It is hoped the move could pave the way for a significant boost to Britain’s renewable energy growth

Offshore wind turbine (2)

The programme builds on the Offshore Wind Sector Deal that was published by the government in March 2019 (Credit: New York State)

The UK has launched a competition calling on inventors to showcase innovative ideas to mitigate the risks to radar systems posed by wind farms.

Launched by the Ministry of Defence’s (MOD) innovation hub, the Defence and Security Accelerator (DASA), the £2m ($2.6m) scheme will target technology to ensure turbines do not interfere with the UK’s Air Defence radar system.

The proposals will focus on mitigating the impact off-shore wind turbines could have on military and civilian radar systems.

It is hoped the move could signal a significant boost to Britain’s renewable energy growth, as the country works to clean up the global economy.

UK defence minister Jeremy Quin said defence technologies have a “huge amount to offer the demands of the 21st century UK” — including addressing the “challenge of climate change”.

“We have an incredible skills base in the UK and this initiative will harness the power of wind turbines whilst ensuring our air defence standards,” he added.

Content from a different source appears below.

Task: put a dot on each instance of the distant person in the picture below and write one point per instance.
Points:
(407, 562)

DASA’s competition to mitigate radar risks from wind farms

DASA is taking the lead on sourcing the technology on behalf of the Department for Business, Energy and Industrial Strategy (BEIS), the Royal Air Force, and the Defence Science and Technology Laboratory (Dstl).

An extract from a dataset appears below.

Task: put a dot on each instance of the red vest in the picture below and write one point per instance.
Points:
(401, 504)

It comes at a time when several countries are increasing their adoption in renewables to help reduce greenhouse gas emissions and combat climate change.

In June last year, then-Prime Minister Theresa May signed into law the UK government’s commitment to achieving net-zero emissions by 2050 — the first G7 nation to make such a pledge.

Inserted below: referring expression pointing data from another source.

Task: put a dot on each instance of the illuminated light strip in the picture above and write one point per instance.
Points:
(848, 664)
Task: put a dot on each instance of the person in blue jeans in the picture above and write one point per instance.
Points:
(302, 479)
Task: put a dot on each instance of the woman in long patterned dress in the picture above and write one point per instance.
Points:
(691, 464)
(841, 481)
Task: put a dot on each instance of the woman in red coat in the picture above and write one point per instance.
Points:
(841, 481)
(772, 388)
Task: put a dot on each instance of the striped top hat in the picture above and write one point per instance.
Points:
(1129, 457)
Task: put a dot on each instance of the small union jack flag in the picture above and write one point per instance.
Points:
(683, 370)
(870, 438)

As the UK moves towards clean technologies, 2019 saw renewable energy production outstrip power generated from fossil fuels for the first time.

That growth has helped the UK’s carbon emissions fall by 29% over the past decade — a reduction of 44% from 1990 levels, which will see the country surpass its 2022 target of a 37% cut.

Yet, according to the Committee on Climate Change (CCC), Britain is set to miss its next carbon budget due to the government failing to reduce emissions in agriculture and shortfalls in targets for tree planting.

Clir Renewables
The competition aims to source new technologies to ensure future wind turbines do not impact the UK’s Air Defence radar system (Credit: Flickr/Phil Hollman)

DASA delivery manager Adam Moore said “crucial innovation like this is vital if we are to meet our renewable energy targets”.

“This competition will not only help us meet our green energy needs, but it will help boost UK prosperity, entrepreneurs and innovators, by investing in their game-changing technology,” he added.

“DASA is proud to be working closely with BEIS, the RAF and Dstl to lead this important work which could transform the UK’s approach to offshore wind power generation.”

The group said the programme builds on the Offshore Wind Sector Deal that was published by the government in March last year.

This committed to working with the sector and wider stakeholders, with plans to build up to 30 gigawatts (GW) of offshore wind by 2030.

The government expects this to represent around 30% of the UK’s electricity need, with a Conservative manifesto commitment to increase this to 40GW by 2030.

The deal also set out industry targets supporting 27,000 jobs and £2.4bn ($3.1bn) per annum of exports by 2030.

It is also expected further proposals will be funded with up to £2m available in total from the BEIS Energy Innovation Programme.